I’m reminded of God’s purposes being carried out through the mouth of a donkey.

That doesn’t mean we don’t speak up when Christian leaders go astray or let their pride shipwreck themselves and their congregations. It means we pray. It means we ask God what we should say/do. It means ultimately, though, that God has this and will prevail despite man’s frailty and penchant for pride.

This endeavor called ministry, something entrusted to the entire Christian Church and not simply those perceived as leaders, is sacred. We ought to approach it with fear and trembling, humbly asking God to send folks our way if we get too big for our Christian britches.

In this season of Advent where we recognize Jesus left the glory and splendor of heaven to touch feet on the dirt and dust of earth, let’s remember our Humble Leader. He who said the greatest in the kingdom is the one who serves, the one who relishes being called least.

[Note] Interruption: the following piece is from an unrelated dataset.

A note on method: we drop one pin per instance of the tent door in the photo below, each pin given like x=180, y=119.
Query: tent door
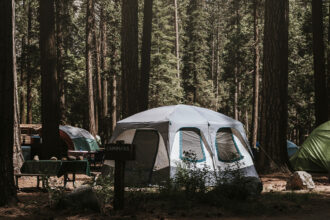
x=146, y=142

What about you? Have you seen prideful ministers/speakers/authors? How have you prayed for them? How does pride entice you to leave your First Love behind?

 

5 comments

  1. Well done, and insightful, Mary! Since nearly none of these celebrities write their own books, it highlights all the more their pride. And God’s heart is grieved.

    Reply
  2. Great job, Mary. One of the big problems with yes-men and yes-women is that they interfere with one’s ability to simply, clearly and promptly admit a mistake. One of the great things about the isolation of my job is that I don’t have those people around me. God knows I’d succumb to the temptation to believe such people are right.

    Cheers,
    Tim

    P.S. My take on what a quick admission of a mistake might look like for a mega-pastor accused of plagiarism: http://timfall.wordpress.com/2013/12/11/plagiarism-apologies-and-pastoral-personalities/

    Reply
  3. I liked your multiple choices, Tim. And the idea of pastoral care. One thing I think we’ve lost in mega churches is this idea of shepherding, gently leading the people God has entrusted you to.

    Reply
    • You know why I used the multiple choice format, Mary? I always aced those in college! (Please don’t make me take another essay test. Please!)